🤖 AI Summary
This study addresses a critical gap in black-box testing research, which commonly assumes the correctness of OpenAPI specifications while overlooking how their defects impact testing efficacy. The authors propose the first taxonomy of OpenAPI faults, derived from literature, categorizing them into six types, and systematically inject these faults across five severity levels. Using EvoMaster, RESTler, and Schemathesis, they evaluate the effects on two microservice benchmarks through multidimensional metrics—including code and specification coverage, request/response quality, and behavioral diversity. Their findings reveal heterogeneous degradation patterns: method semantics–related faults cause comprehensive performance deterioration, whereas response code modifications have negligible impact. Notably, relaxing schema constraints substantially degrades request/response quality without affecting coverage metrics, demonstrating that reliance solely on coverage can obscure critical quality issues.
📝 Abstract
OpenAPI specifications are the primary input for black-box testing tools in microservice systems (MSS), yet prior work shows these specifications are often incomplete, inconsistent, or incorrect. Despite this, most studies on OpenAPI-based black-box testing assume correct specifications and evaluate tool performance. We address this gap by introducing a literature-grounded taxonomy of six OpenAPI specification fault classes. We inject faults at five severity levels, and evaluate the resulting mutated specifications on two microservice benchmarks, TrainTicket and SocialNetwork, using three testing tools: EvoMaster, RESTler, and Schemathesis.
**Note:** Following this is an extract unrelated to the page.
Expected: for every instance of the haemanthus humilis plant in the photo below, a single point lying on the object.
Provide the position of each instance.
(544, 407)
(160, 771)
We measure the impact of these faults using code coverage, specification coverage, request/response quality, and behavioral diversity. Our results show that specification faults cause strong and heterogeneous degradation patterns across testing tools and systems. Faults in method semantics cause broad degradation across all metrics, while others, such as modifications to response codes, remain weak. Relaxations of schema constraints cause hidden degradation, with no impact on code and specification coverage but a large impact on request/response quality. These findings demonstrate that specification quality directly shapes black-box API testing effectiveness. Also, code and specification coverage-only evaluations can understate the impact of specification faults on black-box testing in MSS and should be complemented by request/response quality and behavioral diversity.